Akut süpüratif kolanjit
Mekanik ikterin önemli nedenlerinde birisi primer veya metastatik
tümörlerdir. Bu tümörler rezetabl veya irrezektabl olabilirler. Mekanik ikter
varlığında kolanjit gelişmesi bazen hayatı tehdit eden şiddetli süpüratif
kolanjit tablosuna yol açabilir. Böyle bir durumda püy basınç altında olduğu
için acilen drenaj gereklidir. Hastalarda sepsise bağlı olarak trombositopeni
gelişmesi ve protrombin zamanının ileri derecede uzaması yapılacak her türlü girişimi riskli hale sokar. Endoskopik olarak nazobilier dren takılması en
uygun yaklaşımdır. Nazobilier dren takılamayan hastalarda sfikterotomi ve
bilier stent uygulaması yapılabilir. Hastaya önceden yapılan ameliyatlar (Billroth II rezeksiyon) endoskopik girişimleri güçleştirebilir. Endoskopik olarak
safra drenajının yapılamadığı hastalarda intrahepatik safra yolları genişlemiş
ise perkütan transhepatik safra drenajı yapılabilir. İntrahepatik safra yolları
genişlemeyen hastalarda bu işlem septik tabloda olan hasta için riskli olabilir.
Bu durumda zaman geçirmeden safra yolları cerrahi olarak drene edilmelidir.
Hastaya ve tümörün durumuna göre değişen drenaj için en uygun yer
koledoğa T dreni yerleştirilmesidir. Drenajdan hemen sonra hastanın genel
durumu ve septik tablosu hızla düzelir. Ek olarak hastalarda geniş spektrumlu antibiyotik tedavisi yapılmalıdır.
Yaygın peritoneal karsinomatozis
Pek çok kanser hastasının son döneminde hastalar yaygın peritoneal karsinomatozis tablosu içinde görülebilir. Böyle bir hastalık tablosunun tedavisi
hem hekim hem de hasta için oldukça zor bir durumdur. Hastalar barsak tıkanması ve kontrol edilemeyen assit tablosu ile acil cerrahi yardıma gereksinim
duyabilirler. Böyle bir durumda tedavi yaklaşımı hastanın genel durumuna ve
tümörün evresine göre bireyselleştirilmelidir.
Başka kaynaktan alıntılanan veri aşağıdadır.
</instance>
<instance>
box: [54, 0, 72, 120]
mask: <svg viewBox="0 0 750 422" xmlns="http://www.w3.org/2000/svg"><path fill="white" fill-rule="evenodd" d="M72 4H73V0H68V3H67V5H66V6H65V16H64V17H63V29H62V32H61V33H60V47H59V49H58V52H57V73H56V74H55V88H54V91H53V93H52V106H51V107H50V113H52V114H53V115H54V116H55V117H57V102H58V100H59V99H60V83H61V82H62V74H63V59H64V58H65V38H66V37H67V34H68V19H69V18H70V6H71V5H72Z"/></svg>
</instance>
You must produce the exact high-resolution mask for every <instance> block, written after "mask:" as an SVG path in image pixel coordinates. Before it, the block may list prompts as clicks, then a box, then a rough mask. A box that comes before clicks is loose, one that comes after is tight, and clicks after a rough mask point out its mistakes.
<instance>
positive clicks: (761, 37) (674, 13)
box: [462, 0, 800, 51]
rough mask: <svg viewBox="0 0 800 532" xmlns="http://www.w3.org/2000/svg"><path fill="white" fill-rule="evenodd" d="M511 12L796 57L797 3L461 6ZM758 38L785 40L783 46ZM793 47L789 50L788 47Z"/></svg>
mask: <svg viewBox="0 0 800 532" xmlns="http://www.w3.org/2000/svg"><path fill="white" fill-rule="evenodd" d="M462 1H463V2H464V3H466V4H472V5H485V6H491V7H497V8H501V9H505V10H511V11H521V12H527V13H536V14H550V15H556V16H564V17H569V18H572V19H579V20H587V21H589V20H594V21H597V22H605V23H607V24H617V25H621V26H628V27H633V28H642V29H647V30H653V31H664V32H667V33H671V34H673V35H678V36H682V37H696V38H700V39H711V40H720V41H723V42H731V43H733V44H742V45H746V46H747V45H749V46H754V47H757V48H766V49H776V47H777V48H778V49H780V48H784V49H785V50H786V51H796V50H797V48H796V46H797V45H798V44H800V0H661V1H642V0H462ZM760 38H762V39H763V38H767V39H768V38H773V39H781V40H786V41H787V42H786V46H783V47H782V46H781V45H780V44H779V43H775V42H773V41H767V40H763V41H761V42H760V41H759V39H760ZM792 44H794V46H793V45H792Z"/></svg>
Seçilmiş hasta grubunda agresif
yaklaşım ile radikal tümör cerrahisi yapılması düşünülebilir. Hastaların
çoğunda cerrahi olarak yapılacak girişimler sınırlıdır ve non-operatif yaklaşım
daha uygun olur. Somatostatin ve analogları barsak tıkanması durumunda
palyatif tedavide yardımcı olabilir. Palyatif by-pass cerrahisi ve tıkanmanın
proksimaline yapılacak olan ostomi hastalarda yaşam kalitesini yükseltebilir.
69
• İsmail Hamzaoğlu
Sürekli kusması olan hastalarda perkütan endoskopik gastrostomi (PEG) yapılması düşünülebilir.